Landscaping is the third leg of a design triangle; the first two legs are the topography of the site itself and the architecture of the house, both of which form a pattern of shapes. Design happens when you recognize the pattern and do one of two things: conform to it, or move in counterpoint. These are the first five things I do when I walk a property for a design consult:

1. I note the geometry of both the house and the site, and play against the strongest shape on each side when configuring the space and selecting materials. Design requires dynamic tension to be successful.

2. I evaluate the width and orientation of walkways, and establish sight lines throughout the property. At every turn and every vantage point I ask, What do I see, and what do I want to see? I draw sight lines from the interior of the house, too; the view from the living room is just as important as the view from the deck.

3. I assess the terrain and the soil condition, with an eye toward turning the natural habit of the land to advantage. A boggy area can become a wetland garden, a sandy slope an oasis of lavender or Russian sage. You may as well cooperate with Nature from the start, because she wins, anyway!

4. I chart the path of the sun, and note the number of hours given to each section of the property. I note the quality of the sunlight, as well; is it four hours of midday sun, or four hours in the late afternoon? This is important info for the people spaces, as well.

5. I track the seasonal color of perennials, shrubs and trees, and plan ways to augment those colors to highlight different areas of the property throughout the year. Think of the site as a symphony ~ when the violins come up, the horns go down, and that shift in focus allows you to enjoy every aspect of the piece.


More than half of my business comes from redesigning sites that originally were done by someone else, putting to rights landscape projects that may technically be fine but aren’t what the owner envisioned. How can you keep this from happening to you?

Ask to see the designer’s favorite projects: if they all look vaguely the same, the designer’s own style is being showcased and your style likely will be pushed aside.

Ask to see some sites that were done a few years ago: if the plants are growing in well, if they seem to have become part of the property, you’ve got someone who knows how to select the right material for the site. If the stonework has settled but not shifted, you’ve got someone who knows how to choose the right stone, and the right installer, for the job.

Ask to speak with other clients: find out if they were happy with the way the project went. Find out the best aspect, and the worst aspect, of working with that person. Landscape projects are like mini-marriages, and the same issues of compatibility and communication can make or break the relationship.

Ask for what you want: if you want a landscape that’s peaceful and serene, say it, and resist the temptation (your own or the designer’s) to shoehorn that description into any one style. Maybe a Zen garden is the perfect thing, maybe it isn’t; there are all kinds of ways to create tranquility in the landscape. Talk about what those terms mean to you, and ask how that meaning can be interpreted in color and material as well as in design.

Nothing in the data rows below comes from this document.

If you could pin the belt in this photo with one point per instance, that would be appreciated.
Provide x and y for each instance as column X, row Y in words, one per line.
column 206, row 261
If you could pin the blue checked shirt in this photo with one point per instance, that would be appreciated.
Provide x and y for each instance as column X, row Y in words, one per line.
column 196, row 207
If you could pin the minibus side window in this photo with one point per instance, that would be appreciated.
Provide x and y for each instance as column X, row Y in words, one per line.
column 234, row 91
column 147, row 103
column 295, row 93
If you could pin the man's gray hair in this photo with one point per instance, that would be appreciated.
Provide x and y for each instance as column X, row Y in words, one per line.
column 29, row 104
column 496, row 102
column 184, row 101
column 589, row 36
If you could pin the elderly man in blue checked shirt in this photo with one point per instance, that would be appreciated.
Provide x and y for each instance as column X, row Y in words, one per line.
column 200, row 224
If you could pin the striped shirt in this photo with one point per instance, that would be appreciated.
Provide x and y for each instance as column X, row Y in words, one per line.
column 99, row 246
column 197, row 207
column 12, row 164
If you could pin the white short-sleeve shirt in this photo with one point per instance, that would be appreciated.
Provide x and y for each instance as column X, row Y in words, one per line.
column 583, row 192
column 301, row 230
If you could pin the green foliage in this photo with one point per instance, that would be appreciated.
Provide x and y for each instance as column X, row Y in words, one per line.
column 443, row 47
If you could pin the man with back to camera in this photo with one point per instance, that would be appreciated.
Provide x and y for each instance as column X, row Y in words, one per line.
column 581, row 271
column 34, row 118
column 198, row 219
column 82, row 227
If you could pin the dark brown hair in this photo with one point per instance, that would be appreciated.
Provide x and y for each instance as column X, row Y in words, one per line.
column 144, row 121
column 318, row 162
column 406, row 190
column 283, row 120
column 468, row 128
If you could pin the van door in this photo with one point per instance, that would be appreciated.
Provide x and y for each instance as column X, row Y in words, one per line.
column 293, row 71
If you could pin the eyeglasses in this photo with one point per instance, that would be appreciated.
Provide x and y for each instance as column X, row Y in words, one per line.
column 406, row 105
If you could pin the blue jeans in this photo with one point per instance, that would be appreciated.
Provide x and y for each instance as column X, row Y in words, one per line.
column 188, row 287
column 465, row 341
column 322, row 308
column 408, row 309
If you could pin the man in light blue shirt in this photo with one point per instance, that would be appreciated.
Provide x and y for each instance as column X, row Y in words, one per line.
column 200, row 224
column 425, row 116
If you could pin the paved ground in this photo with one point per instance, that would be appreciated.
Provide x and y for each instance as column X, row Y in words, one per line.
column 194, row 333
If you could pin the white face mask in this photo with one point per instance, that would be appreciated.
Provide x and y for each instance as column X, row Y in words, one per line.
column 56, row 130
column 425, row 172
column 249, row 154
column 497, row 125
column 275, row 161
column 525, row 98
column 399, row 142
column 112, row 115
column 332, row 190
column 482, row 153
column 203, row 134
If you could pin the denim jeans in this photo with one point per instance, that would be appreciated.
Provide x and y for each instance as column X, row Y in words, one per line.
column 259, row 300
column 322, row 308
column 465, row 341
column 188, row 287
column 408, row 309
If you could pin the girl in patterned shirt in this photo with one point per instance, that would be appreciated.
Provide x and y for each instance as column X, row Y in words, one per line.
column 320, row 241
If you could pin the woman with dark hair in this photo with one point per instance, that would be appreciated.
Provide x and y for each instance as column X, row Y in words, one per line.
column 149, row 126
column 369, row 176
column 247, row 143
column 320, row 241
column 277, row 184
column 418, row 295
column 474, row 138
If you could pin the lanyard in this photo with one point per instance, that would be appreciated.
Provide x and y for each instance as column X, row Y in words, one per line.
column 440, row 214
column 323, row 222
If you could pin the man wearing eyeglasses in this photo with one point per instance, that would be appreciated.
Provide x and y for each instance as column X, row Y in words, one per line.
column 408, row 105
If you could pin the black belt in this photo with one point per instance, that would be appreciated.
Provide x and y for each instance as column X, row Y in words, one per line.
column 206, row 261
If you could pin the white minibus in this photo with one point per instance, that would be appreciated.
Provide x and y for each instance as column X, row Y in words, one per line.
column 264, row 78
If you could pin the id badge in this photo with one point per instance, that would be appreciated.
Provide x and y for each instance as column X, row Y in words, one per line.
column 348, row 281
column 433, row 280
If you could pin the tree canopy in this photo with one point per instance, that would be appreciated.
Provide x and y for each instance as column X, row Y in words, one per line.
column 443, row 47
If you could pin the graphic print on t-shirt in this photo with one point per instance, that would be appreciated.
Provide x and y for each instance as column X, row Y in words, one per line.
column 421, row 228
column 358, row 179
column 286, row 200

Ask why the designer is drawn to your property: if there are particular features that you adore, either in the terrain or in the architecture, you’ll want to work with someone who appreciates them.

Ask how the new plan will fit into the property: if there’s one thing worse than cookie-cutter gardens it’s ‘orphan’ gardens, installations that seem as though they don’t belong to their surroundings. Also ask how the plan fits into the ‘borrowed’ landscape, those elements of neighboring properties that are part of your visual field.

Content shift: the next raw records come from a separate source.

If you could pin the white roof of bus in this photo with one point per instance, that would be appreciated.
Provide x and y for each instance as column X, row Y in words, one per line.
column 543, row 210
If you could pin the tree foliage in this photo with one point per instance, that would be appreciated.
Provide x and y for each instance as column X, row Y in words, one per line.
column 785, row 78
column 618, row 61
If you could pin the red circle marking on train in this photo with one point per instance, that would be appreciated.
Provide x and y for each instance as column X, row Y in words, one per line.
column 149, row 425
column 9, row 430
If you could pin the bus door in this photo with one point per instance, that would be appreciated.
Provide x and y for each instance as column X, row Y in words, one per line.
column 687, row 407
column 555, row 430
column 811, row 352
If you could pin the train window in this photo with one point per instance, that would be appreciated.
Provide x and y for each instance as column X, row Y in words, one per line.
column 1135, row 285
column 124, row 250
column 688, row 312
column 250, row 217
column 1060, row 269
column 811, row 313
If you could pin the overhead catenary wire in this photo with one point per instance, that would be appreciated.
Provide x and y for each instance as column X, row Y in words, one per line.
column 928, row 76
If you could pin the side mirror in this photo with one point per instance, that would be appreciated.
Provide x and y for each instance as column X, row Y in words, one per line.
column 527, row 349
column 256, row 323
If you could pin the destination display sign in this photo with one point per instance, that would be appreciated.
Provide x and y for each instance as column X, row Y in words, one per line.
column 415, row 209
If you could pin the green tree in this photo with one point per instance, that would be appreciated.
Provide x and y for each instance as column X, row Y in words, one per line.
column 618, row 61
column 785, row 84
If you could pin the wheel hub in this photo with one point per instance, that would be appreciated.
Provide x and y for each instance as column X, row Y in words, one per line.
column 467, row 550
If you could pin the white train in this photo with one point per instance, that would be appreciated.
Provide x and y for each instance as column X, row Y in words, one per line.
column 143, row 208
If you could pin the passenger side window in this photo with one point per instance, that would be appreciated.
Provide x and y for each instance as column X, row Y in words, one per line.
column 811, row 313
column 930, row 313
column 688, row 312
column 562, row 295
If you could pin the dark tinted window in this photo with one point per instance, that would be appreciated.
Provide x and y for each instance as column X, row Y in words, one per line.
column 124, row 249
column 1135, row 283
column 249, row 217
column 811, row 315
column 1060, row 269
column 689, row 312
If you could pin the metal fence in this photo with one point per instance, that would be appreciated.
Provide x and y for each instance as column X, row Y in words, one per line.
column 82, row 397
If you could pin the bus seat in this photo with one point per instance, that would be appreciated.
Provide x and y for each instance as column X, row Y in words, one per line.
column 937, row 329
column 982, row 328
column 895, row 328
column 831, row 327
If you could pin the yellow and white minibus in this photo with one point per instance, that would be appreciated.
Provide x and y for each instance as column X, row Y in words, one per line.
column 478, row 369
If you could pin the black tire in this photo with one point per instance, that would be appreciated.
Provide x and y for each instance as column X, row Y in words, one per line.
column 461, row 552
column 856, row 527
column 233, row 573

Ask how the design relates to the interior of the house: if the two styles are wildly divergent, you’ll feel an emotional disconnect that will make you uneasy in either space. Ask how the design will look from different rooms, as well, and from different levels. Downstairs, a mid-story ornamental is a tree, upstairs, it’s a flower.

Ask how much time is required to maintain the installation: if you truly only have an hour a week, be honest. Don’t let the excitement of having something new and beautiful blind you to the constraints of your real life.

Ask how much it will really cost: if you’re on a budget, you’re on a budget; both you and the designer need to feel comfortable within those financial parameters. Ask about phasing in the plan over time; good stonework and some well-placed trees can make a huge difference even to an otherwise bare property.

Ask if the designer will be on site during installation: if problems occur or questions arise, as they usually do, you’ll want the designer there to make certain that your interests prevail. The installer often is more focused on getting the job done than on maintaining the ethos of the design.


If you’re selling a house — especially in a soft real estate market — or if your parents are coming for a visit and you need to spruce up in a hurry, here are the five fastest ways to make an impact:

1.  Inventory your perennials and regroup wherever possible.  Mass plantings add drama and make a great first impression.

2.  Elevate the canopy of leggy, overgrown ornamental shrubs by removing the lower limbs.  The exposed branches are often wonderfully gnarled and knotted, and the garden takes on an open, airy feel that adds grace and fluidity.

3.  Connect planting beds ~ visually or physically ~ and remove elements that make the space seem choppy.  A unified visual field looks larger and more substantial.

4.  Prune shrubs, particularly those that crowd pathways and windows.  Older landscapes often dwarf their houses; righting the imbalance will make the house “read” bigger and brighter.

5.  Put a clean edge on the gardens and walkways, and cut mulch circles around the trees.  Good grooming isn’t just for you ~ it makes the property look polished, too.